No, Formula One 'Super Weekends' Are Not A Good Idea

In the mad dash to make Formula One a more exciting sport, everyone has their ideas that they think will be the biggest factor in crafting a consistently good race product. Now, even Mercedes driver Lewis Hamilton is pitching his ideas into the mix: hell yeah, he says, we should have Super Weekends.

There's already been talk lately that The Powers That Be in F1 are looking to change up the qualifying format. Instead of having three qualifying sessions, they're looking to get pretty radical and add a fourth session. The idea here is that the front-runners will have to be consistently fast during three whole entire sessions just to make it into the final one, which will determine the top eight grid positions.

Yeah. That's really what they came up with. It's supposed to make things more exciting, but if you're predicting that we're just going to continue seeing Mercedes be really good at everything even more now, you're probably right.

Now, Lewis Hamilton has popped into the mix. He's pitching super weekends, which is arguably a more radical idea, but not necessarily one that would really... do anything.

As per Motorsport.com, the idea here is that the reason F1 is boring is due to just doing the same thing over and over and over. The race weekend format is always the same for twenty-one weekends per year. So, when we go off to some of the more 'boring' tracks, why don't we spice it up? Let's introduce a reverse grid!

Folks: this is not a great idea!

I can see where Hamilton is coming from on this one. A reverse grid necessitates, at the very least, some overtaking action to see a front-running car make it to that front-running position. The first few laps would definitely be chaos, and we'd have the manufactured excitement of seeing a ton of slick passing maneuvers.

Let's take a look at last week's Japanese Grand Prix. The Red Bull Racing cars are not exactly front-runners in the sense of Mercedes and Ferrari this year, but they're still pretty quick cars. They're definitely not, y'know, a Sauber. So when Daniel Ricciardo started at the back of the grid, he was able to move up to finish in fourth without much of a hassle. Yeah, he definitely raced harder than he would have if he'd qualified and then finished in fourth, but the point is: the results aren't going to be different because the format of the starting grid is not the problem.

F1 has a habit of messing around with the superficial aspects of a race weekend without ever figuring out how to solve the real problems. Different qualifying formats and reverse grids could make things more interesting, but at the end of the day, we're still dealing with some wildly stratified starting grid. A backmarker starting from pole position does not necessarily mean that we'll have Saubers winning races. A Sauber and a Mercedes are on such different levels of performance that, at best, we'll just watch a Mercedes overtake for the lead within the first few laps of the race, when the slower cars filter back to the rear of the field.

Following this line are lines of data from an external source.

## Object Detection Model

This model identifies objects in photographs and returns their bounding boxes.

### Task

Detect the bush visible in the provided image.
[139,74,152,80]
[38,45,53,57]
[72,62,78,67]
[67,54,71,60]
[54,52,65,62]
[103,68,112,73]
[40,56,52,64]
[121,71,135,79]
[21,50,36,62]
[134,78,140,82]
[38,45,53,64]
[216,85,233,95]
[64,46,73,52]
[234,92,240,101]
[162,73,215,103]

If all you wanted was the superficial impression of a competitive race for the lead, then yes, a reverse grid would definitely give it to you. But I like to think that we all want something a little more meaningful than that.

(And that's not even considering, y'know, the strategies involved here. If your qualifying position determined your reverse-position on the grid, what's the incentive to drive fast? If I'm Sebastian Vettel looking to get an edge on Lewis Hamilton, who has just set a quick quali time, why would I try to better him? Why not just cruise around the circuit real slow and careful?)

Let's take a look at NASCAR. They've messed around with their rules so much in the past few years that even long-time fans still shrug their shoulders at the playoffs when someone asks them how they work. I'll admit that the playoffs introduce an interesting element to the race experience—but it still annoys me that consistent performance doesn't mean all that much. If you win a race and secure your place in the next round of playoff eliminations, there's no incentive to race hard until the next round. You could theoretically just sit back and preserve your equipment, and that's totally fine.

The problem is, it's not a meaningful measuring stick of who's had consistently performed the best in the fastest car.

It's a trap that F1 could potentially fall into if they start messing around with their format to make things more interesting. We're just getting an illusion of competition, but the very basis of the sport hasn't changed at all. The teams who can drop hundreds of millions of dollars in the blink of an eye are still going to have the upper hand against teams that are functioning on whatever funds their drivers can bring them.

If we want to make the racing meaningfully competitive, it's not going to come through artificial means, like reverse-grid starts or altered qualifying formats. We need to be looking at restructuring the very foundation of the sport, because that's the only way a real change will take place.